沈凝霜查了半年查不出頭緒,難就難在這裡——三個人之間,找不到那條線。查兇案,總得先有一條線,才順得下去。沒有線,三樁死就是三樁孤零零的怪事,查到天荒地老也並不到一處。
可林缺找補丹的線索找慣了。一爐丹回煞,旁人只當是火候不好,他卻會去翻三年的廢丹冊,找那條藏在底下的線。如今他不去想三個人「認得誰」,只去想他們「最後去過哪」。
人和人未必有交集,地方卻是死的。
打聽了兩日,一條極細的線浮了出來:3 個人出事前,都往城西去過。
城西出了坊市的牆,是一片亂葬崗。早年坊市裡死了的、沒人收屍的散修,都往那兒一埋。那地方邪,白日裡都少有人去。
周藥販出事前,有人見他往城西走,說是去採一味只長在亂葬崗邊上的藥草;大個子出事前賭輸了錢,躲債躲去了城西;老鄔死的那間破屋,就在進亂葬崗的路口上。
3 條互不相干的線,到了城西亂葬崗,擰成了一股。
林缺猶豫了一日。
去,是把自己往三個死人去過的地方送;不去,那「毒丹害命」的流言遲早把他逼死,黑風堂、玄照門哪一頭,都能拿這口黑鍋要他的命。
第三日午後,他還是去了。揣了把鹽、一根點火的引子、半塊乾糧——他也說不清防的是什麼,只是空著手去,他不踏實。
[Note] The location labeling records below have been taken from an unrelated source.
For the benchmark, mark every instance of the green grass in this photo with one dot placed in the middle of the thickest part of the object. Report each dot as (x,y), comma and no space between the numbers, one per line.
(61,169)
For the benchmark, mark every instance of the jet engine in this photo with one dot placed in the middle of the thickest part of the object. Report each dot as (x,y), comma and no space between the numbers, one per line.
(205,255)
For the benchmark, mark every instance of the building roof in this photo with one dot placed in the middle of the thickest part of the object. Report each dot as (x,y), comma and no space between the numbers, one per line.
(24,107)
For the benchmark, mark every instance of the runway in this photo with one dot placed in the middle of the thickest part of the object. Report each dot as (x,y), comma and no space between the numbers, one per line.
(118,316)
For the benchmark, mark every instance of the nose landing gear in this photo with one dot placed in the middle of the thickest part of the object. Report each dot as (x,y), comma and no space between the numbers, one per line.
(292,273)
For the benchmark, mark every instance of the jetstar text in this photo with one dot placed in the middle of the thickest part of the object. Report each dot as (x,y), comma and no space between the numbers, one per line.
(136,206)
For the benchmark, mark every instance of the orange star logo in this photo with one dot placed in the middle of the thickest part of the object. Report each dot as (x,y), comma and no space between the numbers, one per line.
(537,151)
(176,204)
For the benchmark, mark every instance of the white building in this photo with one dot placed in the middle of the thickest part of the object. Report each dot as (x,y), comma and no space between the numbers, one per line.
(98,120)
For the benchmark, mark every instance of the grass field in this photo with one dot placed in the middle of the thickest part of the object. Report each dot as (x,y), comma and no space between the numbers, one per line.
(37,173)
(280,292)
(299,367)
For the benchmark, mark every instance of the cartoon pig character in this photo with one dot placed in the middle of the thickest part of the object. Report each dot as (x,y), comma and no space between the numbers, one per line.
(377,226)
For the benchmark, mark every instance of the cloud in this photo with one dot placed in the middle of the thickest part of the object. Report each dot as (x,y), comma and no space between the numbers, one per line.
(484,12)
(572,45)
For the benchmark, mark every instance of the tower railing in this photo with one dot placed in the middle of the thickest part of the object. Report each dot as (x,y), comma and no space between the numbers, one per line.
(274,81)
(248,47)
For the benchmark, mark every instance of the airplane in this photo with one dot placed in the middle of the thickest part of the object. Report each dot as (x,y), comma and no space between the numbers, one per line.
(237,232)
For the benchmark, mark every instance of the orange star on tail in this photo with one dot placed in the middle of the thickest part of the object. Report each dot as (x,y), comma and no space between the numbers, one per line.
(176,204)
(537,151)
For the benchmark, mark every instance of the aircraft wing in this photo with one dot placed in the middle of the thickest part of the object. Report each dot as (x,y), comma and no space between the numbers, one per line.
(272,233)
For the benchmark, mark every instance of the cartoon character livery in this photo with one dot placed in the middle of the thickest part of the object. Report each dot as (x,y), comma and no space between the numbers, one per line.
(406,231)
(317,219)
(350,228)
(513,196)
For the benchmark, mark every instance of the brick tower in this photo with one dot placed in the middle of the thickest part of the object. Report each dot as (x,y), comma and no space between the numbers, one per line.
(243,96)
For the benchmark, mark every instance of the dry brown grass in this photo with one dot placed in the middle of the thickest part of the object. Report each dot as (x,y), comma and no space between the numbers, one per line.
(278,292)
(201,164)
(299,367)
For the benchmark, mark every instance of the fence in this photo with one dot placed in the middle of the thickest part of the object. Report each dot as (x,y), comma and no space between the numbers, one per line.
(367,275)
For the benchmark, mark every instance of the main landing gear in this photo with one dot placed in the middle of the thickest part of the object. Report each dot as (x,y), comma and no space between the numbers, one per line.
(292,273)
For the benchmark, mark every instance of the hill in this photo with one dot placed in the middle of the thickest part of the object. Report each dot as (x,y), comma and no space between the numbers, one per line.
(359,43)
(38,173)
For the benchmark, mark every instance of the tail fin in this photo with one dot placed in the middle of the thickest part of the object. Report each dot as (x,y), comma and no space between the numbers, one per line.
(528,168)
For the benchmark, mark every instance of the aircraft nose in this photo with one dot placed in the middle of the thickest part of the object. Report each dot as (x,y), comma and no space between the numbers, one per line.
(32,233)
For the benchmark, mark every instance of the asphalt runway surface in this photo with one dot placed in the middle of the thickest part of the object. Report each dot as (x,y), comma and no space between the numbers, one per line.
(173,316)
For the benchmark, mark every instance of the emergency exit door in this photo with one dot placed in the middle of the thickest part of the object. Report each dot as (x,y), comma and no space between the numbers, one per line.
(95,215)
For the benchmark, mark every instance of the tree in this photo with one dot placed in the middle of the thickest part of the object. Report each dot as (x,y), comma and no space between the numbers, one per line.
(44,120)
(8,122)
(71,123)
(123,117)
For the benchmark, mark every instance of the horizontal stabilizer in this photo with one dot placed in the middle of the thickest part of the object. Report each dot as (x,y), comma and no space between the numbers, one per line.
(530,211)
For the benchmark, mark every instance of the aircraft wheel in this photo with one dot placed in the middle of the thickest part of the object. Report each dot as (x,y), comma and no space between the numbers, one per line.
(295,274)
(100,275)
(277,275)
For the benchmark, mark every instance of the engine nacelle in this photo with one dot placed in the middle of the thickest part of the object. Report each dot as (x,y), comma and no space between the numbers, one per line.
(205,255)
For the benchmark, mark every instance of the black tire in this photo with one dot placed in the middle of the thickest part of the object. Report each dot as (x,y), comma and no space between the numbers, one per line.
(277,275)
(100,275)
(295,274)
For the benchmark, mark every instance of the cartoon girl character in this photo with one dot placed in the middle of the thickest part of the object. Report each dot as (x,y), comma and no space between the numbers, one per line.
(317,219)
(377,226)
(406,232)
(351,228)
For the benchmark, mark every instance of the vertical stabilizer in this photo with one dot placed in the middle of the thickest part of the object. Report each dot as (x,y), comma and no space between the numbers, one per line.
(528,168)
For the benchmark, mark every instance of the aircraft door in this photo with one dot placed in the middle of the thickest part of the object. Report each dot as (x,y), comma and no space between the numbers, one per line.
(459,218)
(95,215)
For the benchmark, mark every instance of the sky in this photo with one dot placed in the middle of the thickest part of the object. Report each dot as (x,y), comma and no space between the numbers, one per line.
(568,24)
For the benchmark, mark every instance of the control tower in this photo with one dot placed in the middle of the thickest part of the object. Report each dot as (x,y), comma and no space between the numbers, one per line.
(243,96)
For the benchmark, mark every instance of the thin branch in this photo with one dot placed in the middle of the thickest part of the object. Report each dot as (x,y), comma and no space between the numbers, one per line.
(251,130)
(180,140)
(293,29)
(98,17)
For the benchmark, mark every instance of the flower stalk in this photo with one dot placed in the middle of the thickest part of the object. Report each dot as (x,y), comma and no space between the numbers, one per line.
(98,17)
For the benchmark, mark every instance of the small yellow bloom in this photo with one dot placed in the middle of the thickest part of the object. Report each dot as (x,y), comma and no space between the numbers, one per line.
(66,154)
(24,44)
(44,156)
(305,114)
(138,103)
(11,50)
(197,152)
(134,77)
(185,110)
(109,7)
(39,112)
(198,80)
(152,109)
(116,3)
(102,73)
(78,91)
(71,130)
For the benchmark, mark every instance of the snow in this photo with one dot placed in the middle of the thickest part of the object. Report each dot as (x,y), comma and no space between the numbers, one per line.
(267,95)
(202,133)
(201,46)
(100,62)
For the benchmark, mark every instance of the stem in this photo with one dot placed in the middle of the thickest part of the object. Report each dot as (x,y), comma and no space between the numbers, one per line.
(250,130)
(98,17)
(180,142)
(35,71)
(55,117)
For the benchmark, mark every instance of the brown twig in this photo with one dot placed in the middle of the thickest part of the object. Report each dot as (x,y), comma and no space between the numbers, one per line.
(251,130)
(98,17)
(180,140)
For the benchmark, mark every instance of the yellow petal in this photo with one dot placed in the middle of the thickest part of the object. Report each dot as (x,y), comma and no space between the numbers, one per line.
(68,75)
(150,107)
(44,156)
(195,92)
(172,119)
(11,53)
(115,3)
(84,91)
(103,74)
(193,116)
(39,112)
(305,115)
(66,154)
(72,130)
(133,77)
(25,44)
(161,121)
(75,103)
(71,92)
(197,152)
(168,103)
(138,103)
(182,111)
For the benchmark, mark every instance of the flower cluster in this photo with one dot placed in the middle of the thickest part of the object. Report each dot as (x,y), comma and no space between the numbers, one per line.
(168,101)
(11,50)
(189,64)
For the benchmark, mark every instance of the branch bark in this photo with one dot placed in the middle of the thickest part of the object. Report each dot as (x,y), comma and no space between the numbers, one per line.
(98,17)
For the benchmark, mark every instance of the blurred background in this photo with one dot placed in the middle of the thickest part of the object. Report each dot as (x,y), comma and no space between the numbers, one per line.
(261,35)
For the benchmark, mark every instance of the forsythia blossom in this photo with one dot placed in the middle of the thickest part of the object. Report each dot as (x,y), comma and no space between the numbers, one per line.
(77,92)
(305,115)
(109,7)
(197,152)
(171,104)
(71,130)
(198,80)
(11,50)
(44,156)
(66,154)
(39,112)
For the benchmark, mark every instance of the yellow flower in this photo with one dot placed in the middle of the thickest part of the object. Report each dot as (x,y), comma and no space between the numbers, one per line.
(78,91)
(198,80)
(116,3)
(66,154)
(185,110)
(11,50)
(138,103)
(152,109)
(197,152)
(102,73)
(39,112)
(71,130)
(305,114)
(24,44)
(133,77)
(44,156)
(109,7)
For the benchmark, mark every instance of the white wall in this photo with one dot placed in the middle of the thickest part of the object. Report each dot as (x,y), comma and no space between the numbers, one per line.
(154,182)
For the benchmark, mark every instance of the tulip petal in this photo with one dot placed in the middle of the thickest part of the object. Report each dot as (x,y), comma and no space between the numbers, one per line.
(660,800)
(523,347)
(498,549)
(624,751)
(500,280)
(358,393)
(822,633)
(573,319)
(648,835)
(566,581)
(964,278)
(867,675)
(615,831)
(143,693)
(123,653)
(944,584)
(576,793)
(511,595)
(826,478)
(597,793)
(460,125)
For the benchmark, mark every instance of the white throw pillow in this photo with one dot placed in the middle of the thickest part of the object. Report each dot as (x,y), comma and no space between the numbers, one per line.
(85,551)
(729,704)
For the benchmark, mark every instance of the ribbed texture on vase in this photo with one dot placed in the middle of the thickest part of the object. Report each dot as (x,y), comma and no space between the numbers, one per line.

亂葬崗在午後也是陰的。一個個土饅頭高高低低,有的塌了,露出底下發黑的朽木。野草長得比人還高,風一過,草浪嘩啦啦地響,像有無數人在草底下翻身。
林缺走得極慢。每走幾步就停一停,讓左眼底下那點熱,引著他往裡走。
那熱,是越往裡越燙的。
走到亂葬崗最深處,一片格外空曠的荒地前,那股熱猛地竄了起來,燙得他左眼一陣刺痛,眼淚當場湧了出來。
他停住了。
那片荒地,看上去和別處沒兩樣——一樣的野草,一樣的土。可他說不上是「看見」了什麼,只覺得荒地正中那塊地方「不對」。
像被人用指甲在一張紙上輕輕劃了一道——劃開了,底下露出另一層他看不懂的東西。空氣在那兒微微扭著,連草都朝著那一處,詭異地歪過去一點點。離得越近,那扭曲越明顯,看久了,人會頭暈,會想吐。
那是一道口子。一道憑空裂在那兒、旁人都看不見的口子。
林缺一下子全明白了。
周藥販、大個子、老鄔,不是被誰害死的。他們是走到了這口子邊上,沒看見它——常人看不見——一步踏錯,被那口子貼身擦了一下。被擦過的人,身上不留傷,經脈不炸,人就那麼乾乾淨淨地沒了,就像那道被抹得乾乾淨淨的灰印子。
周藥販是去採草,大個子是躲債,老鄔大約是路過。他們誰也沒想到,自己一腳踏進的,是這麼個地方。老鄔死在路口的破屋裡,多半是被擦了一下、還剩一口氣,撐著爬回了屋,才嚥的氣。
明白過來的那一刻,林缺渾身汗毛全立了起來。他下意識地往後退,連退了好幾步,退到自己覺得安心的地方,才停下,大口大口地喘氣。
他離那口子,方才不過十來步。
要是他這雙眼晚熱一刻,要是他再往前多走幾步——他就是亂葬崗裡第四個死得乾乾淨淨的人,連沈凝霜都查不出他是怎麼死的。後背的冷汗,把粗布衣裳都浸透了。
這就是那「另一種缺」。
這道缺,人手做不出來。是天地本身,在這兒裂了一道縫。
林缺活了這些年,從沒聽坊市裡有人講過這種東西。修仙的人講靈脈、講秘境、講丹方、講走火,可從沒人講過,平地裡會憑空裂開一道吃人的、看不見的口子。它就這麼裂在亂葬崗最深處,吃了三個人,沒人知道,也沒人看得見——除了他。
他這雙從小被當成怪病、被人攆來攆去的眼,頭一回,讓他看見了一樣全坊市沒有第二個人看得見的東西。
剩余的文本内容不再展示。